Hyundai's maverick founder: Chung Ju-Young


Chung and sons Mong-Ku and Mong-Hun
Stepping down: Chung and sons Mong-Koo and Mong-Hun

The resignation of the head of South Korea's biggest company, the Hyundai Group, has sent shockwaves throughout the country.

Chung Ju-Yung's creation of the vast Hyundai business empire came to be synonymous with the astonishing industrial success of South Korea itself.


Chung Ju-Yung and cattle
Mr Chung sent 1,000 cattle to the North
Much of the country's post-war landscape, its bridges and roads, factories and cars, was shaped by Hyundai, and the efforts of self-confessed workaholic Chung.

It's a rags to riches story: Chung was born 85 years ago to a poor farming family in what is now North Korea.

He began his career at the age of 19 as a rice-store deliveryman in the western port city of Inchon.

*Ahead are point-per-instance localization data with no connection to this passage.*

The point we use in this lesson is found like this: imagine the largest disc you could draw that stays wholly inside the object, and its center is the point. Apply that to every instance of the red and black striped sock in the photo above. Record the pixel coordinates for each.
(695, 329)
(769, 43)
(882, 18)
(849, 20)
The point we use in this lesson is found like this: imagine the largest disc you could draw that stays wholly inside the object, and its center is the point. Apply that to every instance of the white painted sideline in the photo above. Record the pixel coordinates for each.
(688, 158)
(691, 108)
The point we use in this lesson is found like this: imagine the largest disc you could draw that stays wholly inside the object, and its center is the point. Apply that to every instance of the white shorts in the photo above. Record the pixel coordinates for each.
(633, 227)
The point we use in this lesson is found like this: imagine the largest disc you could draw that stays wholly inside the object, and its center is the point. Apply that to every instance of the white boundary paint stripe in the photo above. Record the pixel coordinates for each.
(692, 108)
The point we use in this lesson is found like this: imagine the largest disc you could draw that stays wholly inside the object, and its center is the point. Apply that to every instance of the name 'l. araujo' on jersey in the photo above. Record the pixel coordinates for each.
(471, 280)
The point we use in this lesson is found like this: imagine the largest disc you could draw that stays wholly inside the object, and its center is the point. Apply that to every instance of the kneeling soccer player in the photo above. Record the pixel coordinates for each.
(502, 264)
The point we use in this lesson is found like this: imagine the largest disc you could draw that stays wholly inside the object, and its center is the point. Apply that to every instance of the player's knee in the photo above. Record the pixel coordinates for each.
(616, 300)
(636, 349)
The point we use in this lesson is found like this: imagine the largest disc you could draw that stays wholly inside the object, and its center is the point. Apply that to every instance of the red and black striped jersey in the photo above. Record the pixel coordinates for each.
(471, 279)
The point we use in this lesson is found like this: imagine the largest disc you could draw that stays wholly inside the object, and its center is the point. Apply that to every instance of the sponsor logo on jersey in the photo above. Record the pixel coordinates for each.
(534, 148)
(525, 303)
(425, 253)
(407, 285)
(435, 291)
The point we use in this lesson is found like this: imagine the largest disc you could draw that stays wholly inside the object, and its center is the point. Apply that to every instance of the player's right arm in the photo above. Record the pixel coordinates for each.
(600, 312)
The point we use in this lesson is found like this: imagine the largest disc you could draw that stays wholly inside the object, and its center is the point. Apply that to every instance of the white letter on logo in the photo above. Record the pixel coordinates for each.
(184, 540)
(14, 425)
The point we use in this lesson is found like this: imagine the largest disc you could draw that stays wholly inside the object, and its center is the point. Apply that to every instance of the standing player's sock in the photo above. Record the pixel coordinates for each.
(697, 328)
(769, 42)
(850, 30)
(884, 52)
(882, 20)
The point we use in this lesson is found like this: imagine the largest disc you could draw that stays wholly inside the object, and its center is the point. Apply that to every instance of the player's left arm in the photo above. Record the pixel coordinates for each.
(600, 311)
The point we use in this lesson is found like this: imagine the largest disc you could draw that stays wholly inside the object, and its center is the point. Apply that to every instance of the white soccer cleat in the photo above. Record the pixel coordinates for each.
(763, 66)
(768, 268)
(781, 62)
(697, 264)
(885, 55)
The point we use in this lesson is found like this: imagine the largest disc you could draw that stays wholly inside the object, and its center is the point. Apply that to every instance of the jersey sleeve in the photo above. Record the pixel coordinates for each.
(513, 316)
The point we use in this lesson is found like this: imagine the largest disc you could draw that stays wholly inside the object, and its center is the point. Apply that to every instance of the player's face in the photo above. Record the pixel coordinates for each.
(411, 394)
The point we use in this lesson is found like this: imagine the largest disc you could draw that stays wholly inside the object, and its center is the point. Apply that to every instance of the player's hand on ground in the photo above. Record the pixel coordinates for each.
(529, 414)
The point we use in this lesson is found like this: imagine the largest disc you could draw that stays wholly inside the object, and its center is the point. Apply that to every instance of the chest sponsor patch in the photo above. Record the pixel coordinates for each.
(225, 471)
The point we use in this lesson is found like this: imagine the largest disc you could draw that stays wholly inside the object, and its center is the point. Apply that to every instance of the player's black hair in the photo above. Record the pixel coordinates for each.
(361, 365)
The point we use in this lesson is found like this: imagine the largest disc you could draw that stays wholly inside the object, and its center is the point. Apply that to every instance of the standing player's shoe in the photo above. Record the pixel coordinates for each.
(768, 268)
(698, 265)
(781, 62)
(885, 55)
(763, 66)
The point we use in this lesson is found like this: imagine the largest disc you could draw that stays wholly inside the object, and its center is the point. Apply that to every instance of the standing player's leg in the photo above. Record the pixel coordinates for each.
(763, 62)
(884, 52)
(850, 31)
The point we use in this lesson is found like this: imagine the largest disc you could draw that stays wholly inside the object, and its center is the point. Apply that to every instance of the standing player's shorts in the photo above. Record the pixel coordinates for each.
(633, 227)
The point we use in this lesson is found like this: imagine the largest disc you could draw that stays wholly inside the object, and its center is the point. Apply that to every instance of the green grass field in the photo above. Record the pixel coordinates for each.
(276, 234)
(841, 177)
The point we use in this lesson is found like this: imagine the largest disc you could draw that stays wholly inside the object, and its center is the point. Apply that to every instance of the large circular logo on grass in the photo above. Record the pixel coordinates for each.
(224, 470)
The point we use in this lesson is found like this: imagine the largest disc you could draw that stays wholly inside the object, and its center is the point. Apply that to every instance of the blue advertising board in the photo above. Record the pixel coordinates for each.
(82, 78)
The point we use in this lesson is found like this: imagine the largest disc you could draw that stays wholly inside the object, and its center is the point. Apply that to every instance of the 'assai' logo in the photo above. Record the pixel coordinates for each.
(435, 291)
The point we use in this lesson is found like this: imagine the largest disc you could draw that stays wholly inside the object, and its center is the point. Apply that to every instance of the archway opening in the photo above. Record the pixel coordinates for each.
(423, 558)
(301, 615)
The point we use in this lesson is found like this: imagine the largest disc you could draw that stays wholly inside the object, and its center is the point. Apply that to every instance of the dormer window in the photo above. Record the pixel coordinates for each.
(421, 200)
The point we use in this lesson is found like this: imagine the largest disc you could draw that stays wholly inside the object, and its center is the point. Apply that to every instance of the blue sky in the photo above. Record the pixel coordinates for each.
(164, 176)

By 24 he was running his own car repair business.

Unstoppable

His big break came after the Korean War, when he gained a lucrative construction project to build lodgings for American GIs.


Chung Ju-Yung
Mr Chung: Known as King Chairman
From then on, the company's growth seemed unstoppable.

With the nod from South Korea's military government, desperate to drag the country into the industrial age, he transformed its shipbuilding industry into the biggest in the world,

He then diversified into the car and electronics industries, and in the 1980s jumped into semi-conductors.

Hyundai is now the world's biggest memory chip producer.

Roots

But Mr Chung never forgot his North Korean roots, and he has become something of a one-man goodwill ambassador.

His efforts - including the bizarre gift of 1,000 head of cattle to the impoverished North - have led, amongst other things, to Mr Chung gaining the right to run tourist ships to the North's beautiful mountain region.

But Mr Chung's business style has not been without its critics.

Debts

Dubbed "King Chairman" by his employees, he represents the old school of Korean businessman, running the company along the lines of strict Confucian hierarchy.

The huge, diversified corporation, run on massive debts, exemplifies what many see as being wrong with Korean industry.

The passing of this towering figure on Korea's business scene has already pleased the markets, and marks a further step along the road of Korea's painful process of restructuring.